Bunting made his debut for Norfolk in the 1985 Minor Counties Championship against Northumberland. He played Minor counties cricket for Norfolk from 1985 to 1987, a period in which he also made his List A debut for Norfolk against Leicestershire in the 1985 NatWest Trophy. He also made 4 List A appearances for the Minor Counties in the 1987 Benson & Hedges Cup.

In 1988, he joined Sussex, who he made his first-class debut for against Gloucestershire in the 1988 County Championship. He made 37 further first-class appearances for Sussex, the last of which came against Cambridge University in 1991. In his 38 first-class matches, he scored a total of 366 runs at an average of 14.07, with a high score of 73. This score, one of two first-class fifties he made, came against Cambridge University in 1989. With the ball, he took 80 wickets at a bowling average of 38.08, with best figures of 5/44. These figures, one of three five wicket hauls he took, came against Warwickshire in the 1988 County Championship.
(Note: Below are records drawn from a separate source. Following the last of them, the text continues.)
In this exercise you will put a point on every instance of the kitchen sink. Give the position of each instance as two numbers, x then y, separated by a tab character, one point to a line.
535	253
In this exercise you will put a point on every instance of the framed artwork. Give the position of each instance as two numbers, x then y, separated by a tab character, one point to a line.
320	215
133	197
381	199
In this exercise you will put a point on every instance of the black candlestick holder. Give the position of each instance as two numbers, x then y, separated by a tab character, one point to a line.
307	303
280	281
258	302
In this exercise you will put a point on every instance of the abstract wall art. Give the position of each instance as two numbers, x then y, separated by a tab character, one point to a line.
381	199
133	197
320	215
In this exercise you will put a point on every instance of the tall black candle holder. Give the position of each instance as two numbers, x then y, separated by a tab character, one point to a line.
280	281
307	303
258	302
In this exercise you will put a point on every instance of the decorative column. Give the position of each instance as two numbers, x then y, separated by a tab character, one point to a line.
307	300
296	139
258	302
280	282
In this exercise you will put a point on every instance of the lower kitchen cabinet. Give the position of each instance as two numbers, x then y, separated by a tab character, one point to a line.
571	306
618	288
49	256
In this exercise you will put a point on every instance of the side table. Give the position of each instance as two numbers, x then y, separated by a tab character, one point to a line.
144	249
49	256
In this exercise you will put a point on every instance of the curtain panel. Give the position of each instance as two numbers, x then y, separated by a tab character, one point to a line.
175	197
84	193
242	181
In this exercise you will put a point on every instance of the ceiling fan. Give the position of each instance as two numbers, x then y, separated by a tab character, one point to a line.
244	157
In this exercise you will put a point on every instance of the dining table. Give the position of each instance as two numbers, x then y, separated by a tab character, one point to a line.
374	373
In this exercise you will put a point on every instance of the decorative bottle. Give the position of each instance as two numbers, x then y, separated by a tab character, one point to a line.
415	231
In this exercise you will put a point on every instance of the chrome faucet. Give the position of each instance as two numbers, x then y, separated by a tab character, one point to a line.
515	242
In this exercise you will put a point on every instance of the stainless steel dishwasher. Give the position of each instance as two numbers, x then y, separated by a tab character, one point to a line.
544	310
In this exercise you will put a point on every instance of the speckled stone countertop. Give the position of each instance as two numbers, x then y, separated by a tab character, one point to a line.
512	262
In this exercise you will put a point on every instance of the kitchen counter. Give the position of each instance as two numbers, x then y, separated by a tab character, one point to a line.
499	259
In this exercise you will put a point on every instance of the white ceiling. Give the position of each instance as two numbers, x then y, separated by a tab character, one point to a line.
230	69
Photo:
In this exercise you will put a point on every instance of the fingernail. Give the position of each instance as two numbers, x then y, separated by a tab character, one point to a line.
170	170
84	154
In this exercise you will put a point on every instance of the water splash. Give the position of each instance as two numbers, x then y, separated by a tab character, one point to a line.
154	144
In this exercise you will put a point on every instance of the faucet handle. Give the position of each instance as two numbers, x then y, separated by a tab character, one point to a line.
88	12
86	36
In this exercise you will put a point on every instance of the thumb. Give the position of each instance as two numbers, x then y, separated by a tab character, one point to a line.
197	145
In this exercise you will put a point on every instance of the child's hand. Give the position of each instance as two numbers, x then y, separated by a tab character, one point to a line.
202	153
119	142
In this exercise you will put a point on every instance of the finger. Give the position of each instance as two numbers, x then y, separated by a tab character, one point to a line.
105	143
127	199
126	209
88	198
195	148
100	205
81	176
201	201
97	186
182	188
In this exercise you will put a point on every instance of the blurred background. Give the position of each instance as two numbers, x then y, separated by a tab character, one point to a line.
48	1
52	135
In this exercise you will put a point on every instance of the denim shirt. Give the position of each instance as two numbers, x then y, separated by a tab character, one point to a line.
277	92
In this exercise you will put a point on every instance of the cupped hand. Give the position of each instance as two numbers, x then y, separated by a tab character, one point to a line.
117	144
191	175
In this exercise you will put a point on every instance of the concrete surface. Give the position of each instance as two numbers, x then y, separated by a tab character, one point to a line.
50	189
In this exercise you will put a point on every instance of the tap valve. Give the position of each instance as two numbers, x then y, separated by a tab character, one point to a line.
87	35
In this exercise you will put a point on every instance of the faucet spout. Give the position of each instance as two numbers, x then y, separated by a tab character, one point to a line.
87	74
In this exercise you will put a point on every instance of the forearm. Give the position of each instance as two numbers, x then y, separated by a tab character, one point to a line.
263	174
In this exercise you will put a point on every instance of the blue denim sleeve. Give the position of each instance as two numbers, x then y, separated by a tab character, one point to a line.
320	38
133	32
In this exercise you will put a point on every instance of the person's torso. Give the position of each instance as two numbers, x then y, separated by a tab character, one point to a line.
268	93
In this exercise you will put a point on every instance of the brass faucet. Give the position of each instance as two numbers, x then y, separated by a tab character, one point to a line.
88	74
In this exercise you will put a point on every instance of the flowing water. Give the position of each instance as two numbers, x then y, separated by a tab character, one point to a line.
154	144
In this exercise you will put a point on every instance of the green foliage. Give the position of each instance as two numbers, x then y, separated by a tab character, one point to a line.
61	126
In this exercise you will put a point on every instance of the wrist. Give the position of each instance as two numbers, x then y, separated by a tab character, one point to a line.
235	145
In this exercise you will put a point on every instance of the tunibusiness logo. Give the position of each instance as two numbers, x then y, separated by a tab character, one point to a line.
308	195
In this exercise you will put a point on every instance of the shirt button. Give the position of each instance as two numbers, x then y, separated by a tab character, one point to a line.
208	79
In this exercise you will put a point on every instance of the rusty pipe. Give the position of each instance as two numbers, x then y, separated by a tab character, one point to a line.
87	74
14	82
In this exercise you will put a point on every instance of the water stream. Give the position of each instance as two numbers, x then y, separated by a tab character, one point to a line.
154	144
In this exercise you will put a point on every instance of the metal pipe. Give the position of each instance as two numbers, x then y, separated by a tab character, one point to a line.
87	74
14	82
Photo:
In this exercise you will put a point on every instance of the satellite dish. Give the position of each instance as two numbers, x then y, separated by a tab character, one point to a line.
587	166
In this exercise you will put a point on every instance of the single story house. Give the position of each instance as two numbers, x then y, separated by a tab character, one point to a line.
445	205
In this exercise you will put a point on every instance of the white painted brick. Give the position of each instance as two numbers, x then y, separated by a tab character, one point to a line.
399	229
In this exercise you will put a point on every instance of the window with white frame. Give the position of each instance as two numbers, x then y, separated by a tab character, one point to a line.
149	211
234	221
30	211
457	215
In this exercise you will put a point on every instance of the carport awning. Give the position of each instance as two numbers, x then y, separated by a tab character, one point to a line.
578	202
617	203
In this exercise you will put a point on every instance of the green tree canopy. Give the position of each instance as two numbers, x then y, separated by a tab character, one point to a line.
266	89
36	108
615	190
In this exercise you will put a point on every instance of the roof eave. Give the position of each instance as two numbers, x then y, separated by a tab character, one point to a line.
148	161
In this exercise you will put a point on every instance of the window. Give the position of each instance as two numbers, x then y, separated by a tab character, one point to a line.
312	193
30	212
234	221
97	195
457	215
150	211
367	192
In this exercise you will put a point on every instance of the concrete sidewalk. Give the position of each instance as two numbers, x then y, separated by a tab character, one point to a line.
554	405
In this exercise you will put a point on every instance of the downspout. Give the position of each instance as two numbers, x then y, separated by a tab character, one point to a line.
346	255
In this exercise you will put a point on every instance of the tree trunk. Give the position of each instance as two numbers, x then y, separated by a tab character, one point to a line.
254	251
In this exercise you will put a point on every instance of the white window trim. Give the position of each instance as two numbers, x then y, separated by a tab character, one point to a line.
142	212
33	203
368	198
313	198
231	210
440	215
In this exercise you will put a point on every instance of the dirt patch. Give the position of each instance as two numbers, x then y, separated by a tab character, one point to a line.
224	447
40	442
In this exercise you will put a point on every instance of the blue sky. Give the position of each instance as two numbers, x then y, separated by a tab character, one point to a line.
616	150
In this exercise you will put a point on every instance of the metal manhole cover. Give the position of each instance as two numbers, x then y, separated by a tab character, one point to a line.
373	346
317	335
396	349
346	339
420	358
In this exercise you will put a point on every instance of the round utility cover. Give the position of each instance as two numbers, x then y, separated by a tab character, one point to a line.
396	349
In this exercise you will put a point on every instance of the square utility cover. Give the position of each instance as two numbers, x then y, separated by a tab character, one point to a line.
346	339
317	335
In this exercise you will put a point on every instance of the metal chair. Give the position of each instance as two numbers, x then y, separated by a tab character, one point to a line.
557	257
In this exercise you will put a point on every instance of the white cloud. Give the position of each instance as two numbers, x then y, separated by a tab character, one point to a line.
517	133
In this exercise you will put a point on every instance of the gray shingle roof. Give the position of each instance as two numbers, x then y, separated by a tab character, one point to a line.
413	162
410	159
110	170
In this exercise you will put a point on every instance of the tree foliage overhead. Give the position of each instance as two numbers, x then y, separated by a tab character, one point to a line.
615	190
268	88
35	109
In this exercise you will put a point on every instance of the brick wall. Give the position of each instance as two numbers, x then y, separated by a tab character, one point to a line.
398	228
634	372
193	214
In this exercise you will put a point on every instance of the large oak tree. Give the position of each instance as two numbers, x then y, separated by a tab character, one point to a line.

He made his first List A appearance for Sussex against Kent in the 1988 Benson & Hedges Cup. He made 11 further List A appearances for Sussex, the last of which came against Lancashire in the 1991 Refuge Assurance League. In his 12 limited-overs appearances for Sussex, he took 14 wickets at an average of 27.92, with best figures of 4/35.

With opportunities limited at Sussex, Bunting returned to Norfolk for the 1992 season. He played Minor counties cricket for Norfolk until 1995, and including his first spell at the county, he made a total of 58 Minor Counties Championship appearances and 14 MCCA Knockout Trophy appearances. During this second spell with the county, he made a further 4 List A appearances, the last of which came against Lancashire in the 1995 NatWest Trophy. In his total of 5 List A matches for Norfolk, he took 6 wickets which came at an average of 38.33, with best figures of 3/40. He retired from county cricket at the end of the 1995 season.